Of course, only Maddi
e and I knew the answer to that puzzle, and we weren’t talking. I felt seriously happy.
Maddie was right. It felt like being famous without anyone even knowing. I was also glad that Maddie didn’t seem focused on Nia. With the Hot List, I had found the missing key to locking in our friendship.
At lunch everyone kept on going over to the Hot Listers and making all kinds of jokes. Like “Ouch!” and “Too hot to touch.”
I must have seen at least a half dozen people pretend to burn their hands on Nia, including Brianna Evans, Squid Rodriquez, and some girls I played with on the soccer team.
Of course, the same thing was happening to the rest of the Listers, even by other Hot Listers. I watched Sierra touch fingers with Nia and heard them yell together “Hot List power!” and then blow on their fingers, like they were extinguishing flames.

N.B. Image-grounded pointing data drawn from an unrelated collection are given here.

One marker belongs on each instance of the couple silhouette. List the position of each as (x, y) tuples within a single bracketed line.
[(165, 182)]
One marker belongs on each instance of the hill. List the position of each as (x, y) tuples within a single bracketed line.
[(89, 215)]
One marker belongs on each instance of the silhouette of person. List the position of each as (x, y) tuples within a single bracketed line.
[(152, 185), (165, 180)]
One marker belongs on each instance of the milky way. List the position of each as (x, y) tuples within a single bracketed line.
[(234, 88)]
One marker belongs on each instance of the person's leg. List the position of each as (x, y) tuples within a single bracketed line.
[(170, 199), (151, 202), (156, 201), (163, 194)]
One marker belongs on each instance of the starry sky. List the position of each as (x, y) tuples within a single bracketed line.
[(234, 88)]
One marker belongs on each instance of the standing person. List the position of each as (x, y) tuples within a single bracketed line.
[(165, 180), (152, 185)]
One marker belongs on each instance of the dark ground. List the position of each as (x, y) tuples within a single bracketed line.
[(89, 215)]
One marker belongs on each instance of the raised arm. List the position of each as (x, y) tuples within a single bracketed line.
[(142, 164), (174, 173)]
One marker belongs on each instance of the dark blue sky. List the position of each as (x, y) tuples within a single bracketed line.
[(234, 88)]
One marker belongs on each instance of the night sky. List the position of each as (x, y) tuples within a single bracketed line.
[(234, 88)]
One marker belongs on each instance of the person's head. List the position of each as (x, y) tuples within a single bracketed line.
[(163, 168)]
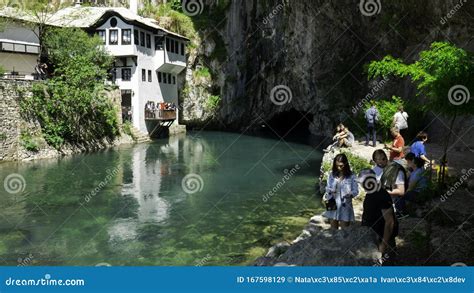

And I watched McKenzie and Ava throw ice on Hayden and yell, “Maybe this will cool you down now.” And then Hayden did the same back to them.
I wondered if I were on the Hot List, would Hayden do the same with me?
Seeing him get all of that attention from the girls in Nia’s group made me a little nervous. As we went to sit at our usual table with Heather and Nicole, I whispered to Maddie, “Now everyone will start to like Blue. He isn’t just my secret anymore.”
“Oh, get over yourself,” Maddie whispered back. “He’s supercute. I bet that if he found out that you put him as number one, he’d ask you to slow dance at Winterfest, for sure.”
I thwacked her on the shoulder. “Stop it!” I said as we sat down to eat. I couldn’t imagine anything more embarrassing than Hayden actually knowing that I liked him. But Maddie kept making goo-goo eyes at me and silently mouthing, Blue.
“Stop it!” I repeated.
“Stop what?” asked Heather, as she held up her tuna sandwich and narrowed her eyes.
Maddie flicked a quick glance at me and then said, “Oh, she wants me to stop talking about the Hot List.”
“Who needs it,” I said dramatically.